Parts were Tudor, particularly the main building, though large hunks of the east and west wings were early Victorian Gothic. The vast parkland in which it stood was by God.
Some said it was a relief to the family—handing the Abbey over to the War Office, but they had got their good furniture and carpets out before the military moved in. Now it was stripped for action: bare, functional, makeshift, and smelling of floor polish.
The occupants, George quickly discovered, treated each other warily, and there was no shop talk in what was called the mess, once a large drawing room. They were a strange mixture—civilians, and uniforms of all kinds: a lot of French, a few Poles and Czechs. Men and women. Most of the women wore the uniform of the First Aid Nursing Yeomanry. The FANY.
There was also a sprinkling of older men. Grey-haired or bald: distracted people with sombre faces who would gather in small huddles away from the main herd.

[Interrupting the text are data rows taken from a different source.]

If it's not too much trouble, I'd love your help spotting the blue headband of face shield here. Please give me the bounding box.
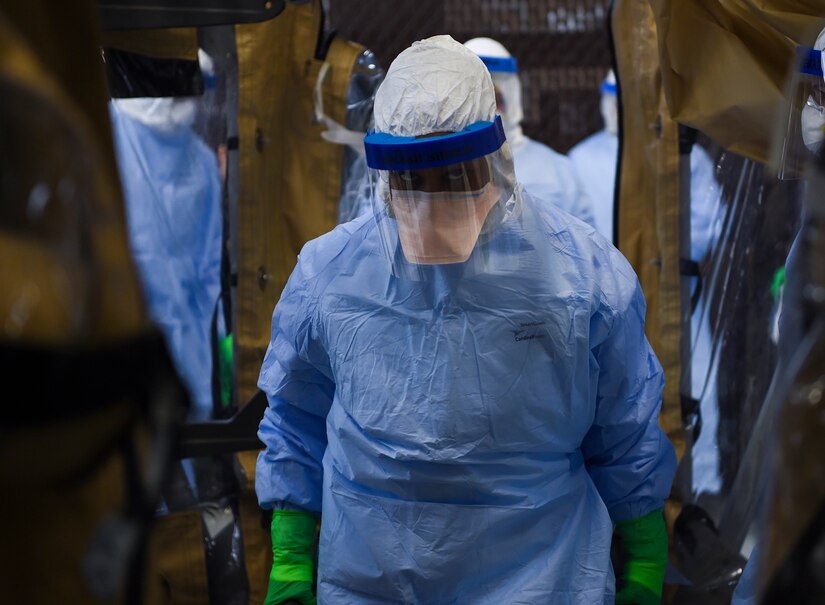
[477,55,518,74]
[601,80,617,95]
[797,46,823,77]
[363,115,506,171]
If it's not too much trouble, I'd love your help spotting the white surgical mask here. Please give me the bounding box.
[801,96,825,154]
[390,183,500,265]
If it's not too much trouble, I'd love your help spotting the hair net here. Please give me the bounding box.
[373,35,496,137]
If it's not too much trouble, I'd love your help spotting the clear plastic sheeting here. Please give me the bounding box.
[755,152,825,604]
[775,45,825,180]
[670,141,805,603]
[337,48,384,223]
[108,49,228,423]
[105,40,250,605]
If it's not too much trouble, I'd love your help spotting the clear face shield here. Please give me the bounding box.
[364,116,521,280]
[477,55,524,142]
[776,46,825,180]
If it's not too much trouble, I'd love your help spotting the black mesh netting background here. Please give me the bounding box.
[327,0,612,153]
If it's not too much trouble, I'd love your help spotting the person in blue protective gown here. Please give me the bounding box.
[569,70,724,497]
[568,70,721,250]
[110,95,223,421]
[464,37,595,228]
[257,35,676,605]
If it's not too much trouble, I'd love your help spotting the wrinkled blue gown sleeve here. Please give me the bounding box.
[582,264,677,523]
[256,254,335,513]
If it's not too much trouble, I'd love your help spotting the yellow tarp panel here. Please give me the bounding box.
[651,0,825,164]
[101,28,199,60]
[234,1,361,403]
[0,2,147,603]
[0,3,145,346]
[613,0,684,467]
[613,0,825,471]
[234,3,363,601]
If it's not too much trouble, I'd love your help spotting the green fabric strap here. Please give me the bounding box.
[271,510,317,584]
[615,509,668,597]
[218,333,233,408]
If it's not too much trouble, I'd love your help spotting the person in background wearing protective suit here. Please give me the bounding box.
[569,71,725,497]
[256,35,676,605]
[463,36,596,228]
[109,66,223,423]
[568,70,721,248]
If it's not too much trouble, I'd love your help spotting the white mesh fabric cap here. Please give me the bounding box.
[373,35,496,137]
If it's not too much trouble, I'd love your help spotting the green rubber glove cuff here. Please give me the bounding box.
[615,509,668,598]
[271,510,317,584]
[615,581,660,605]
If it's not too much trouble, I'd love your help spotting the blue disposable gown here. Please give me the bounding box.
[569,129,724,494]
[256,191,676,604]
[567,130,617,241]
[512,136,596,228]
[568,129,720,256]
[111,107,223,421]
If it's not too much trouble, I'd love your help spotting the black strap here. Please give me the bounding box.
[679,125,699,155]
[0,332,181,428]
[681,394,702,441]
[104,48,204,99]
[680,258,700,276]
[210,297,232,419]
[681,258,704,314]
[226,136,240,151]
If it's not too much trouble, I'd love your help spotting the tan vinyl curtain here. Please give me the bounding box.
[0,1,148,603]
[650,0,825,165]
[234,1,362,404]
[612,0,684,468]
[613,0,825,467]
[101,28,199,60]
[0,4,145,345]
[234,2,363,601]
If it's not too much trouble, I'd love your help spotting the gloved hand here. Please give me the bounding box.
[264,510,317,605]
[615,509,668,605]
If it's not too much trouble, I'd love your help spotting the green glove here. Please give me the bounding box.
[615,509,668,605]
[265,510,317,605]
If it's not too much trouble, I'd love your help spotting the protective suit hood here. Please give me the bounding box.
[374,35,496,137]
[463,36,525,147]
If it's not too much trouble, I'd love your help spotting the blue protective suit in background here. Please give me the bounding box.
[568,128,720,255]
[566,130,617,241]
[513,136,595,228]
[569,128,723,495]
[256,190,676,603]
[111,105,223,421]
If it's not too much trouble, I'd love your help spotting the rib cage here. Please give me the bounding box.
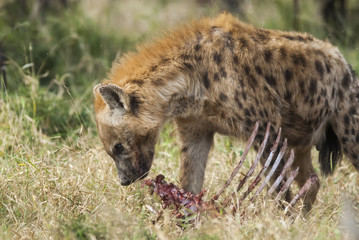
[144,121,319,219]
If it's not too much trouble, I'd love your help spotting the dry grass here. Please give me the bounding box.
[1,0,359,239]
[1,94,358,239]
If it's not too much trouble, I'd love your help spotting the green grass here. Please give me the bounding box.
[1,0,359,239]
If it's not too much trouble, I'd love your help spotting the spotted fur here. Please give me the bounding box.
[94,13,358,213]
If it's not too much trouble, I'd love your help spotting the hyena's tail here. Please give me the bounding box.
[317,124,343,175]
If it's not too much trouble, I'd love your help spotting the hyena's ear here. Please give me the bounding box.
[96,84,130,111]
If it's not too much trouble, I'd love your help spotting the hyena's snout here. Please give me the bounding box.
[115,154,152,186]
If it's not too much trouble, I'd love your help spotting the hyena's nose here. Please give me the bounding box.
[121,179,132,186]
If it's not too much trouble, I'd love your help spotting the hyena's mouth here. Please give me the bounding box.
[120,172,148,186]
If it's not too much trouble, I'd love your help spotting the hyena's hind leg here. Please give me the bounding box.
[291,146,320,214]
[330,65,359,172]
[331,108,359,172]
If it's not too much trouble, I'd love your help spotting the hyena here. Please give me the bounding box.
[94,13,358,213]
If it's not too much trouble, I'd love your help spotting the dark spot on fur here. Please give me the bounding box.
[342,137,348,144]
[310,99,315,106]
[264,49,272,62]
[292,53,306,67]
[194,44,201,51]
[223,32,234,49]
[203,72,210,89]
[350,93,355,101]
[338,89,344,100]
[240,37,248,48]
[160,57,170,64]
[220,67,227,78]
[180,53,190,60]
[242,91,247,101]
[132,79,144,86]
[250,105,256,115]
[248,75,258,89]
[151,65,158,71]
[211,26,219,31]
[195,55,202,61]
[317,95,321,103]
[233,55,239,64]
[344,115,350,125]
[315,60,324,78]
[245,118,253,128]
[356,134,359,143]
[285,91,292,101]
[213,52,222,65]
[219,93,228,102]
[263,85,269,92]
[265,75,277,87]
[284,69,292,82]
[325,62,331,73]
[300,83,305,94]
[244,65,250,75]
[297,36,306,42]
[264,109,269,117]
[259,110,264,118]
[235,96,243,108]
[181,146,189,152]
[255,134,264,142]
[350,106,356,115]
[309,79,317,95]
[320,88,327,96]
[152,78,164,86]
[256,31,269,42]
[331,88,336,99]
[244,108,251,116]
[129,94,142,116]
[255,66,263,75]
[283,35,295,41]
[183,62,193,70]
[352,153,358,160]
[279,47,287,59]
[270,125,276,134]
[342,71,351,89]
[214,73,220,82]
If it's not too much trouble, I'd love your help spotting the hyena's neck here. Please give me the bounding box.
[118,33,209,125]
[143,38,221,124]
[147,69,205,123]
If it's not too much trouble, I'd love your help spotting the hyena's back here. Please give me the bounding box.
[191,16,353,151]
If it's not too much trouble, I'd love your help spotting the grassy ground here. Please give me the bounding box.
[1,0,359,239]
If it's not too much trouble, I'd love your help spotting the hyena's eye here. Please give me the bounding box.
[113,143,125,155]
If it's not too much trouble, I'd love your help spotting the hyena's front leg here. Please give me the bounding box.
[176,119,214,194]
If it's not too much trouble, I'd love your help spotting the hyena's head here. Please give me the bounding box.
[93,83,158,186]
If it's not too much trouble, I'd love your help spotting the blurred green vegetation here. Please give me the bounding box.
[0,0,137,137]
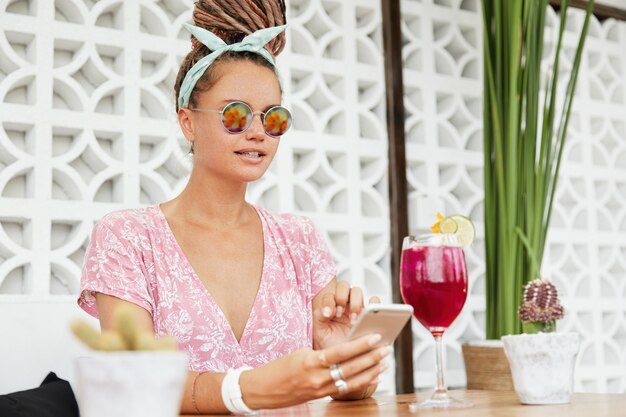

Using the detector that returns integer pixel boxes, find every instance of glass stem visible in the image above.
[434,334,447,394]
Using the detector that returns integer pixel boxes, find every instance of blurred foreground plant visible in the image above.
[71,306,177,351]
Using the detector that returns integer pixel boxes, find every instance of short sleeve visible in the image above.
[302,217,337,298]
[77,219,154,318]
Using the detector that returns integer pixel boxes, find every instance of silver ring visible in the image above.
[329,364,345,381]
[334,377,349,394]
[329,364,348,394]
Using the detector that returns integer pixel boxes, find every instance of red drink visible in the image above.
[400,245,468,336]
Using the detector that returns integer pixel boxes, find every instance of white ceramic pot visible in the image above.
[75,351,188,417]
[501,333,579,405]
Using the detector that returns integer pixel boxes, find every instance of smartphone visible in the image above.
[346,303,414,346]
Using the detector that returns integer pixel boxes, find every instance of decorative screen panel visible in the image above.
[0,0,395,392]
[542,9,626,393]
[401,0,626,393]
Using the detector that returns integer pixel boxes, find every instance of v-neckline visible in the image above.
[155,204,267,348]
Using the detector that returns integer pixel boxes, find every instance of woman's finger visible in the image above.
[368,295,381,304]
[334,280,351,318]
[319,333,381,366]
[320,361,386,397]
[316,291,337,321]
[332,345,391,380]
[344,362,386,393]
[347,286,364,323]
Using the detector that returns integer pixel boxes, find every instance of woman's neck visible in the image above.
[163,168,252,230]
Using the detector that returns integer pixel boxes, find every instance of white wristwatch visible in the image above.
[221,365,257,415]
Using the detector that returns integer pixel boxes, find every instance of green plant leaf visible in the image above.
[482,0,595,339]
[523,320,556,334]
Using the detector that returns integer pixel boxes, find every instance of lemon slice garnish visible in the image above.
[431,213,475,247]
[439,217,458,234]
[446,214,475,247]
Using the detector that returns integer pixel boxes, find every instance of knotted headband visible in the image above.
[178,23,287,109]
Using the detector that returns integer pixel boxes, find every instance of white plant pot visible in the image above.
[501,333,579,405]
[75,351,188,417]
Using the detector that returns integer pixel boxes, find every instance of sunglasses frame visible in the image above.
[189,101,292,137]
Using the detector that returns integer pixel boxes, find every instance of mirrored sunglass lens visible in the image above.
[263,107,292,136]
[221,102,251,133]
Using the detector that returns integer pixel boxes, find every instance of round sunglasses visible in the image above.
[190,101,292,137]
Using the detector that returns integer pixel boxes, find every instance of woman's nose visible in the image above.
[245,113,266,139]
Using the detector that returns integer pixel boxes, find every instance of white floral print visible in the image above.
[78,205,336,372]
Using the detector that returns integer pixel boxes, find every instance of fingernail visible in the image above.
[369,378,380,386]
[336,306,343,318]
[367,334,382,346]
[379,346,391,358]
[323,307,332,318]
[350,313,357,324]
[379,363,389,373]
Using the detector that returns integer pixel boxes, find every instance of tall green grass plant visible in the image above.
[481,0,595,339]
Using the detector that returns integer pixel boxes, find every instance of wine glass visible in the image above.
[400,233,471,409]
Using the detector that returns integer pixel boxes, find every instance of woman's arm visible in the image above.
[96,293,232,413]
[95,293,387,414]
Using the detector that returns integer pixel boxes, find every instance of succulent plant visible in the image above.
[518,278,565,334]
[72,305,178,351]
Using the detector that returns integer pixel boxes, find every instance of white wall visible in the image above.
[0,0,625,396]
[0,297,98,393]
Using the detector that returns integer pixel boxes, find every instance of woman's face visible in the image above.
[182,59,283,184]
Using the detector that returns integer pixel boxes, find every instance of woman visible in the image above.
[78,0,388,414]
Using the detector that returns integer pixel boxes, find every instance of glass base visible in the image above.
[409,391,472,410]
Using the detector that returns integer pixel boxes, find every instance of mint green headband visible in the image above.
[177,23,287,109]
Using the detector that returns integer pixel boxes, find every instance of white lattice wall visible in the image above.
[542,7,626,393]
[0,0,394,393]
[0,0,625,396]
[401,0,626,393]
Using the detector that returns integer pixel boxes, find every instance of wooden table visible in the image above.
[183,390,626,416]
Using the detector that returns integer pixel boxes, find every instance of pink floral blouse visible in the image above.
[78,205,336,372]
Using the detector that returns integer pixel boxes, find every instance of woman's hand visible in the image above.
[312,278,381,350]
[310,278,384,400]
[239,334,390,409]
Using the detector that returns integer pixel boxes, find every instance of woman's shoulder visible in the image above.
[254,205,320,239]
[95,205,162,236]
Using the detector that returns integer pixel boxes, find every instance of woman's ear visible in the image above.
[178,108,195,144]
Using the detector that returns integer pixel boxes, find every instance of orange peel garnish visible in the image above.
[431,212,445,233]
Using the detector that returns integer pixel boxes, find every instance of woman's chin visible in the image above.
[194,160,271,184]
[230,168,269,184]
[235,162,273,183]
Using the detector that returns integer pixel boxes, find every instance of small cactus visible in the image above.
[71,305,178,351]
[115,305,141,350]
[518,278,564,334]
[96,331,127,351]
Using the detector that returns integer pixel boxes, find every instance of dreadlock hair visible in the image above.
[174,0,287,112]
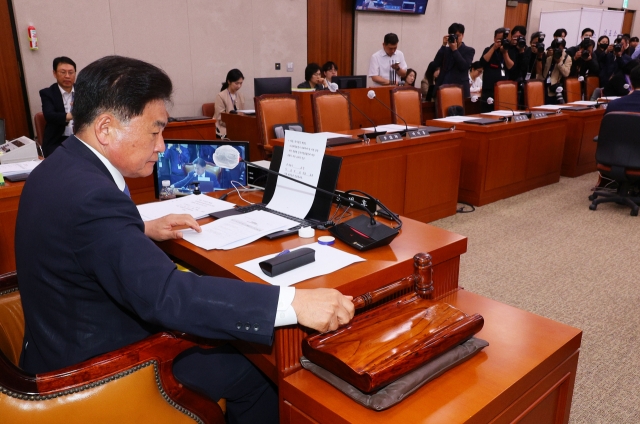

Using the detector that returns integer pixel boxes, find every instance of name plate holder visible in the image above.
[531,111,549,119]
[512,114,529,122]
[407,129,430,139]
[376,133,403,143]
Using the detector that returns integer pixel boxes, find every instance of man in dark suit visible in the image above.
[15,56,354,424]
[173,157,221,191]
[39,56,76,157]
[605,65,640,114]
[432,23,475,98]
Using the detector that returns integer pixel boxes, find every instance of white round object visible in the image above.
[298,227,315,238]
[318,236,335,246]
[162,180,171,187]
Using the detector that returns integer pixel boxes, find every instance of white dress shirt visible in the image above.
[58,85,74,136]
[77,136,298,327]
[469,72,483,95]
[368,48,408,87]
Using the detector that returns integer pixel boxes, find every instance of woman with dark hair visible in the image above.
[322,61,338,82]
[420,61,440,101]
[214,68,245,138]
[297,63,328,90]
[403,68,417,86]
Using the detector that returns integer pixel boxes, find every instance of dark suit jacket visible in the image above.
[433,43,475,98]
[604,91,640,114]
[39,83,70,157]
[16,136,279,374]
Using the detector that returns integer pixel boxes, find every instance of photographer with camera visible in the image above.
[523,32,546,81]
[508,26,529,82]
[566,28,594,58]
[432,23,475,98]
[480,27,515,111]
[570,37,599,79]
[602,35,633,84]
[537,38,572,104]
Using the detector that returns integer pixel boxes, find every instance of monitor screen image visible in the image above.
[331,75,367,90]
[254,77,292,97]
[154,139,249,198]
[355,0,428,15]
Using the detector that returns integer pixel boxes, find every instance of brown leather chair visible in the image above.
[435,84,464,118]
[586,76,600,101]
[564,77,582,103]
[390,86,423,125]
[494,81,518,111]
[34,112,46,148]
[254,94,301,159]
[0,272,225,424]
[523,80,545,109]
[310,91,351,133]
[202,103,216,118]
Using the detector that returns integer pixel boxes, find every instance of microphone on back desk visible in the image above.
[328,83,381,142]
[366,90,410,134]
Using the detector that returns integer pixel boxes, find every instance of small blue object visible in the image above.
[276,249,290,257]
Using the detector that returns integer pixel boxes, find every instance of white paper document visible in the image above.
[236,242,365,286]
[266,130,327,219]
[362,124,418,132]
[433,116,482,122]
[136,195,235,221]
[598,97,620,101]
[532,104,571,110]
[481,110,525,116]
[568,101,597,106]
[182,210,298,250]
[0,159,42,176]
[316,132,352,140]
[236,109,255,114]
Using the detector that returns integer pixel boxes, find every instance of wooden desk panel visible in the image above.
[427,115,568,206]
[163,118,216,140]
[560,109,604,177]
[221,113,262,161]
[0,181,24,274]
[281,289,582,424]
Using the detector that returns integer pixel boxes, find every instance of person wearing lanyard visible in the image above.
[480,28,515,112]
[539,39,572,104]
[214,69,245,139]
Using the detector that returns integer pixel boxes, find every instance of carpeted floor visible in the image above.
[431,172,640,424]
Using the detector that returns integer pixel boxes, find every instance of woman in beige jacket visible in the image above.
[214,69,245,138]
[538,40,572,103]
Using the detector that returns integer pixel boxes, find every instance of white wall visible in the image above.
[12,0,307,124]
[354,0,506,82]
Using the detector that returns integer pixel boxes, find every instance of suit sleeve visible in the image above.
[40,88,67,126]
[452,47,474,73]
[72,186,280,345]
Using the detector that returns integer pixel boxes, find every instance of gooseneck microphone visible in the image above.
[328,83,382,142]
[366,90,410,134]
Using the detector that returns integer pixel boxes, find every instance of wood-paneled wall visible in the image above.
[307,0,355,76]
[0,0,30,140]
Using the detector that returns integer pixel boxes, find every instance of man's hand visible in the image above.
[66,113,73,122]
[450,40,458,51]
[144,213,201,241]
[442,35,449,47]
[292,288,355,333]
[390,62,400,70]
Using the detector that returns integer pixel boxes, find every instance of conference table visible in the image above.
[427,114,569,206]
[269,128,464,223]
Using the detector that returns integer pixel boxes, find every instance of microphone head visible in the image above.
[624,84,630,90]
[487,97,494,105]
[212,145,241,169]
[367,90,376,99]
[471,95,479,103]
[556,86,564,93]
[328,82,338,93]
[577,76,585,82]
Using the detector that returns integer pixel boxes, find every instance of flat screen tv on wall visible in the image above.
[355,0,428,15]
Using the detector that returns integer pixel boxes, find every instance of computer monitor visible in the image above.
[332,75,367,90]
[153,139,249,198]
[254,77,292,97]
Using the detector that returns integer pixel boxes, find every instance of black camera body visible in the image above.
[500,28,511,48]
[614,43,623,53]
[553,48,563,61]
[516,36,526,49]
[581,49,591,60]
[448,33,458,44]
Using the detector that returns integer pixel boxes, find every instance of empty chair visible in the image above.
[494,81,518,111]
[254,94,302,159]
[586,76,600,101]
[588,112,640,216]
[390,86,423,126]
[564,77,582,103]
[523,80,545,109]
[34,112,46,149]
[311,91,352,132]
[435,84,464,118]
[202,102,216,118]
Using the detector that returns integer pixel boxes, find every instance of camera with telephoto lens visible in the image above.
[614,35,623,52]
[516,36,527,49]
[553,48,563,61]
[448,33,458,43]
[501,28,511,48]
[534,33,546,55]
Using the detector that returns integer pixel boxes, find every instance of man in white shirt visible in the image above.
[39,56,76,157]
[368,33,408,86]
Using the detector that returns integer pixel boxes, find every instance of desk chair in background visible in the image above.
[523,80,545,109]
[435,84,464,118]
[311,91,352,133]
[202,103,216,118]
[564,77,582,103]
[0,272,225,423]
[254,94,302,159]
[34,112,46,150]
[390,86,423,125]
[494,81,518,111]
[589,112,640,216]
[586,76,600,101]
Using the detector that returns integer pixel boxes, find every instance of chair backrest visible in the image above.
[311,91,352,132]
[564,78,582,103]
[34,112,46,147]
[585,76,599,101]
[524,80,545,109]
[435,85,464,118]
[595,112,640,174]
[202,103,216,118]
[390,86,423,125]
[0,272,23,367]
[494,81,518,111]
[254,94,301,158]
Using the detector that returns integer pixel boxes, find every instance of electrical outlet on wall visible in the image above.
[287,62,294,72]
[275,63,281,71]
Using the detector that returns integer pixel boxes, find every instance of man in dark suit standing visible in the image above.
[39,56,76,157]
[16,56,354,424]
[432,23,475,98]
[605,65,640,113]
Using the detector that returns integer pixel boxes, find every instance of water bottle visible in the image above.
[159,180,175,200]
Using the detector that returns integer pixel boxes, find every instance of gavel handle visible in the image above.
[352,275,416,310]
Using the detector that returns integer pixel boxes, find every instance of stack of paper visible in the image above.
[568,101,597,106]
[481,110,525,117]
[362,124,418,132]
[433,116,482,122]
[0,159,42,176]
[182,210,299,250]
[137,195,235,221]
[532,105,571,110]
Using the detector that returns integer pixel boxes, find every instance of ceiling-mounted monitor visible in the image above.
[355,0,428,15]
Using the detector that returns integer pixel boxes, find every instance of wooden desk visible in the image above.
[0,180,24,274]
[163,118,217,140]
[270,129,464,222]
[427,115,568,206]
[221,112,261,161]
[282,289,582,424]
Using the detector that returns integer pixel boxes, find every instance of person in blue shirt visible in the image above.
[166,143,190,184]
[173,157,220,191]
[199,145,215,163]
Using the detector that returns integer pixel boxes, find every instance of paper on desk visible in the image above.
[532,104,571,110]
[266,130,327,219]
[136,195,235,221]
[598,97,620,101]
[362,124,418,132]
[182,210,298,250]
[481,110,525,116]
[236,109,255,114]
[236,243,365,286]
[0,159,42,176]
[316,132,352,139]
[433,116,482,122]
[568,101,597,106]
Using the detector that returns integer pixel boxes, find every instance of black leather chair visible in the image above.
[589,112,640,216]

George was also kept away from the crowd. They gave him a room to himself, and Ramilies instructed him to go on working at Nostradamus. He also provided more books—astrology, the casting of horoscopes, general volumes on the occult. George felt unsure and strange. “A bit of an outcast.” The books were to be kept in his room all the time and he was not allowed to take them beyond the door. Even a trip to the bathroom, just down the corridor, meant locking them in a cupboard and carrying the key with him. He was to speak to nobody about his subject.
Not that anyone else spoke about their subjects. They all seemed to be busy, and he got an almost rude rebuff when trying to make the most innocent of passes at one of the pretty FANYs.